To make sure Harper is ejected, she said progressive voters need to be able to unite behind a single candidate in some ridings.
Murray wouldn't impose the idea of co-operation; she'd ask Liberals to endorse it at their next convention, then leave it to local riding associations to decide whether to use it or not. It would be a one-time tactic only for the 2015 election.
She stressed she is not proposing a merger with the NDP or any other party.
Still, Murray's openness to co-operation with other parties is risky. It's bound to spark a backlash from some Liberals who believe it's a defeatist admission that the party can't beat the Tories on its own.
Rival contender David Bertschi immediately denounced the proposal as sacrificing "Liberal values for political expediency." The Ottawa lawyer said a Liberal party led by him would run a full slate of candidates.
But the proposal could also help set Murray apart from the pack chasing presumed front-runner Trudeau, who is widely thought to have a huge head start in the race.
Trudeau rejected the idea of co-operation with other parties, saying in Montreal Monday evening that he intends to run Liberal candidates in every riding if he's elected leader.
Even if Liberals were to embrace the idea, however, there's no guarantee the NDP and Greens would be willing to go along. NDP Leader Tom Mulcair has adamantly ruled out any co-operation with Liberals, although Green Leader Elizabeth May has been more open to the notion.
On other issues, Murray said:
— "We have to put a price on carbon, there's no way around that." She said B.C.'s carbon tax has proved to be an effective way to reduce greenhouse gas emissions without hurting the economy but "if there is a better way, I'm open to it."
That said, Murray added she doesn't see tax as a dirty word. "When we talk about tax as if tax is a four-letter word, I disagree. ... It's a tool for accomplishing the goals of society and protecting the public interest."
— She supports continued development of Alberta's oil sands, although "they have to be developed in a more sustainable way."
— She supports a pipeline to move Alberta's energy resources to eastern Canada. But she's opposed to two pipeline proposals to move unrefined oil sands bitumen through B.C. for shipment to China.

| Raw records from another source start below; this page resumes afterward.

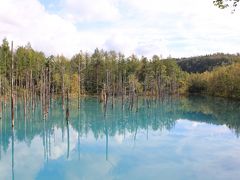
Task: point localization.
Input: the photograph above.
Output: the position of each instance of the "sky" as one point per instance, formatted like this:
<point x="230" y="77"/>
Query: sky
<point x="179" y="28"/>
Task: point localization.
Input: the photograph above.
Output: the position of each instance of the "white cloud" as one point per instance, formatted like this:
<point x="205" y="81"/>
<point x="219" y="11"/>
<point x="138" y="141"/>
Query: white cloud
<point x="145" y="27"/>
<point x="94" y="10"/>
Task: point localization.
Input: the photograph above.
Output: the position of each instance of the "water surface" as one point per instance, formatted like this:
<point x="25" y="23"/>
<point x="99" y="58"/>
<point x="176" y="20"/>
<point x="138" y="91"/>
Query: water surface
<point x="185" y="138"/>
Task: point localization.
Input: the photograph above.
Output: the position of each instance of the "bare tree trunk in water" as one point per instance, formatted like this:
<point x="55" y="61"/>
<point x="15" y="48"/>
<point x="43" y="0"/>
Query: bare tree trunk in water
<point x="12" y="96"/>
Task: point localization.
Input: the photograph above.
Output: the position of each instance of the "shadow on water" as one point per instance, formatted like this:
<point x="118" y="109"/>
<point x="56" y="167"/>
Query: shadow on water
<point x="154" y="115"/>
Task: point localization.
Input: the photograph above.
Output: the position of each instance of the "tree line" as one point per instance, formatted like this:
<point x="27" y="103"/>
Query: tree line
<point x="109" y="74"/>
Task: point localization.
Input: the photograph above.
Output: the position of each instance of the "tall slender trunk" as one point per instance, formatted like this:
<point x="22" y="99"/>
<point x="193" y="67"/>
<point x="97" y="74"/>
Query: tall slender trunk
<point x="12" y="96"/>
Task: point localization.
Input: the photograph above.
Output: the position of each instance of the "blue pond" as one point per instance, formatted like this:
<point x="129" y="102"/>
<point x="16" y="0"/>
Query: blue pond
<point x="177" y="138"/>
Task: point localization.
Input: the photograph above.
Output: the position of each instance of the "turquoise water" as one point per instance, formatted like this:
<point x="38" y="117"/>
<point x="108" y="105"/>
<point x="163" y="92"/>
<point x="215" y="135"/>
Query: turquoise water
<point x="186" y="138"/>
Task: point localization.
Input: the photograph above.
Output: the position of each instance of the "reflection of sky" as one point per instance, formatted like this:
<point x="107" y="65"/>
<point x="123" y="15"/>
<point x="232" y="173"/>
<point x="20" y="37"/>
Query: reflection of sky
<point x="191" y="150"/>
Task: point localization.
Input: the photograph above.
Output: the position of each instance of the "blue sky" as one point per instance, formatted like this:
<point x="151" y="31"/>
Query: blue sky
<point x="143" y="27"/>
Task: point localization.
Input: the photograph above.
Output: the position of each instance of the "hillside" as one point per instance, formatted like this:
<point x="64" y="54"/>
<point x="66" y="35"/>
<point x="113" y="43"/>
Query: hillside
<point x="206" y="63"/>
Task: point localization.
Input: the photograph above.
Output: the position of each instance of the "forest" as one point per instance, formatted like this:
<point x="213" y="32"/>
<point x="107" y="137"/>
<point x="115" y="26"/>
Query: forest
<point x="29" y="74"/>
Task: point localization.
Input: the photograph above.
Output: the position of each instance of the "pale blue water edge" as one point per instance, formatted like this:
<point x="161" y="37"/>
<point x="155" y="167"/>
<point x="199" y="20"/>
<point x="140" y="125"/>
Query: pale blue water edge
<point x="186" y="138"/>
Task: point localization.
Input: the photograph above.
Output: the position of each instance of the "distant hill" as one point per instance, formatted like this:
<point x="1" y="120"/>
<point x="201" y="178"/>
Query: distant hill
<point x="207" y="63"/>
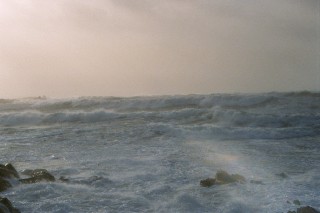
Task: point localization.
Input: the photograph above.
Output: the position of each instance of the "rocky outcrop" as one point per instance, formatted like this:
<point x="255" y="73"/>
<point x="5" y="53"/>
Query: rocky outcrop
<point x="8" y="171"/>
<point x="222" y="177"/>
<point x="38" y="175"/>
<point x="7" y="207"/>
<point x="4" y="184"/>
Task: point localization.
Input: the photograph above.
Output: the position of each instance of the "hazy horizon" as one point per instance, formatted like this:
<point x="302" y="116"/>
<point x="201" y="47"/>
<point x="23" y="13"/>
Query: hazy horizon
<point x="135" y="48"/>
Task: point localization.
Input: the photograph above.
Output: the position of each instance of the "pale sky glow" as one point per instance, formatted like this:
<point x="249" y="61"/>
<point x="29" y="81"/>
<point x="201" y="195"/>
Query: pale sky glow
<point x="67" y="48"/>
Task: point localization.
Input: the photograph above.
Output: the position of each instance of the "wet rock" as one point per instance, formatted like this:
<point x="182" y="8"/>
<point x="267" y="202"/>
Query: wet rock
<point x="6" y="206"/>
<point x="222" y="177"/>
<point x="258" y="182"/>
<point x="38" y="175"/>
<point x="64" y="179"/>
<point x="282" y="175"/>
<point x="307" y="209"/>
<point x="4" y="184"/>
<point x="207" y="182"/>
<point x="296" y="202"/>
<point x="8" y="171"/>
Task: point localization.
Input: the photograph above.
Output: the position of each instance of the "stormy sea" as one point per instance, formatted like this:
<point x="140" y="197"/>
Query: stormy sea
<point x="149" y="154"/>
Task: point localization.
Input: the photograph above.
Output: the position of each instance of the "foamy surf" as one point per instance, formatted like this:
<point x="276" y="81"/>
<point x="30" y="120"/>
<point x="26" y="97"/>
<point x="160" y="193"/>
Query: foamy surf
<point x="148" y="154"/>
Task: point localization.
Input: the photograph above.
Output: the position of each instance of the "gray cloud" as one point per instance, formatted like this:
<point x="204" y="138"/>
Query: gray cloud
<point x="119" y="47"/>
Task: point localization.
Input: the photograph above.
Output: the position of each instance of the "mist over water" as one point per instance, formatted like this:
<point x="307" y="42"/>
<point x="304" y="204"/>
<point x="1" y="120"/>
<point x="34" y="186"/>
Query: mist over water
<point x="148" y="154"/>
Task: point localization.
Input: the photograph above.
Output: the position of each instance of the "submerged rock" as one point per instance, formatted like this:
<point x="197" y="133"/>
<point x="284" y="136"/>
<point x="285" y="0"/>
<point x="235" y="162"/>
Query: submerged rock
<point x="207" y="182"/>
<point x="222" y="177"/>
<point x="38" y="175"/>
<point x="297" y="202"/>
<point x="8" y="171"/>
<point x="6" y="206"/>
<point x="4" y="184"/>
<point x="307" y="209"/>
<point x="282" y="175"/>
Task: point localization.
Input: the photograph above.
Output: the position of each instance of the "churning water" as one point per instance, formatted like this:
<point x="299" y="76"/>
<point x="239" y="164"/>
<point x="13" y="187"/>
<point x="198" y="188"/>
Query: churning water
<point x="148" y="154"/>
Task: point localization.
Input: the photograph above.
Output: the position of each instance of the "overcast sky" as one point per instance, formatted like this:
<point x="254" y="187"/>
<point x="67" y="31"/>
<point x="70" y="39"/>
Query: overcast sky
<point x="66" y="48"/>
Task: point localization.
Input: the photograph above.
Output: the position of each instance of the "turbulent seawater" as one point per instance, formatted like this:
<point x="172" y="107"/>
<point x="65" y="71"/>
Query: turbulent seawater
<point x="148" y="154"/>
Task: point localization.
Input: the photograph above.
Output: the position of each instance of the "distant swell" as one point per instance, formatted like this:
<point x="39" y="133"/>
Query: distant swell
<point x="230" y="115"/>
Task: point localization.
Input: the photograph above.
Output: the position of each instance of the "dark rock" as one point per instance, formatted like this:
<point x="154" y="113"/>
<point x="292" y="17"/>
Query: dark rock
<point x="222" y="177"/>
<point x="207" y="182"/>
<point x="6" y="206"/>
<point x="4" y="184"/>
<point x="307" y="209"/>
<point x="38" y="175"/>
<point x="297" y="202"/>
<point x="8" y="171"/>
<point x="64" y="179"/>
<point x="259" y="182"/>
<point x="282" y="175"/>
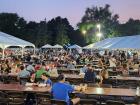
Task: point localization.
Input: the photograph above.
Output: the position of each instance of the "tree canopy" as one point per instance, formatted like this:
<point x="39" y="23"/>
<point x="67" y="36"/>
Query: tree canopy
<point x="59" y="31"/>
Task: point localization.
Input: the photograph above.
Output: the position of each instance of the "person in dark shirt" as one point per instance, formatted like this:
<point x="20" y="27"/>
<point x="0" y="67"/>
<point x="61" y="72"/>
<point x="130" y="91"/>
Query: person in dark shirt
<point x="61" y="90"/>
<point x="46" y="79"/>
<point x="90" y="74"/>
<point x="30" y="98"/>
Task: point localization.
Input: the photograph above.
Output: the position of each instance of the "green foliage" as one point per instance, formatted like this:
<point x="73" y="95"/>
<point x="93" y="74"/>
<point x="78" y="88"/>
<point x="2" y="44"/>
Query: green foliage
<point x="59" y="31"/>
<point x="98" y="15"/>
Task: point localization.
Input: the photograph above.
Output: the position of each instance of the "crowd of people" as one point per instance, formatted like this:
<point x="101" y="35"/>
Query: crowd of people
<point x="45" y="64"/>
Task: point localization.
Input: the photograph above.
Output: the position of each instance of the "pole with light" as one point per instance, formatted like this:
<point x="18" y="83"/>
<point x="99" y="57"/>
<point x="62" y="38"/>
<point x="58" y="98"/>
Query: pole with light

"I think that those pipelines represent a huge investment and long-term commitment to a bad business model," since it relies on subsidized oil sands development in an environmentally unsustainable manner and amounts to exporting the value-added refinery jobs.
— She favours legalizing marijuana. "Why do we want to put more young people in jail for a cannabis offence? Why do we want to continue supporting it being controlled and regulated by criminals? I think it's time to legalize marijuana, regulate it, control it, tax it."
— She would, as prime minister, ensure women were appointed to at least 40 per cent of the positions on federal agencies, boards and commissions, including the federal cabinet.
Murray joins a crowded field of contenders, including Trudeau, Bertschi, former Toronto MP Martha Hall Findlay, Toronto lawyer Deborah Coyne, retire Canadian Forces Lt.-Col. Karen McCrimmon, Vancouver prosecutor Alex Burton and David Merner, former president of the party's B.C. wing.
Montreal MP Marc Garneau, is set to join the contest Wednesday, while Toronto lawyer George Takach is to follow Thursday. Ontario government economist Jonathan Mousley is still hoping to enter if he can raise the stiff, $75,000 entry fee.
So far, only Trudeau and Coyne have officially registered as candidates, filed the required nomination papers and paid the first of three $25,000 instalments on the entry fee.